Maybe it's the picture or just my eyes, but the pitting doesn't look that bad. Just looks like the casting finish to me. I would sandblast and paint the non-machined surfaces.


----------



## gerritv (Oct 29, 2020)

It doesn't look like pitting., more llike abuse with drills/mills?
I would worry that heat will warp the casting making for more challenges. What about using a cold metal filled epoxy, then machine it flat?

gerrit


----------



## Tom Kitta (Oct 29, 2020)

Whatever you weld it up, braze it or use epoxy you will need to re-surface it. 

I have one like this but the casting broke and the screw is bent and needs to be re-done on a lathe. 

Welding it could be a bit difficult even with expensive cast welding rod - its hard to known without trying. 

Brazing is not an issue but you end up with a different color.

Epoxy is easiest but you end up with weak surface that is also off color. Brazing and epoxy are about same price.


----------



## Canadium (Oct 29, 2020)

Abuse with drills/mills is exactly correct! Perhaps pitting was not the best description on my part. I was also wondering if heat from welding/brazing would not warp the casting. Cold metal filled epoxy is starting to look like the best option to me. Thanks guys for your input. Much appreciated!


----------



## PeterT (Oct 29, 2020)

The challenge for epoxy will be those drill craters having been exposed to oil residue for probably extended period. Hard to know the penetration depth but oils & similar residues are a natural releasing agent for epoxies. It will make bonding challenging. You might have to soak it in some aggressive solvent & maybe even grind the divots with a burr to give the resin some mechanical tooth. People seem to have good results with those rust removal liquids & I think some other kind of treatment to stop further oxidization. You can get pigments & powders to add the resin that might make it a closer match to the metal. But I'm guessing you want to make it nicer looking, serviceable & less abused. You could try a crater with JB Weld & just see how it goes. If its horrible, its easy to grind out & you are back at the beginning.
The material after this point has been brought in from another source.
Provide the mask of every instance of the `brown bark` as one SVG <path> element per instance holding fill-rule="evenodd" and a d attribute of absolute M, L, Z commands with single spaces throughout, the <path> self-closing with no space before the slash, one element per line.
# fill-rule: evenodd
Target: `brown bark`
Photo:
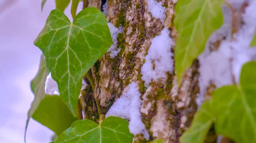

On the metal side I've seen some neat TIG brazing videos which might be lower distortion heat. But the alloy will look quite different than the cast iron. I think it would be a more solid solution

The other thought - more risky of a total loss. Mill out the offending area, screw/pin in a new slab of CI with high quality retaining adhesive & mill it to conform. Really depends on how deep the over drills are, how much meat is left, whether the loss of material will cause any warp, how accurately you can resurface the mating parts especially if it sliding on a dovetail vs 90-deg edge I cant quite see there. I have seen some beautiful fixits where people drilled out a broken tap & inserted a plug of native material & you would never be the wiser if the line wasn't shown under magnification.


----------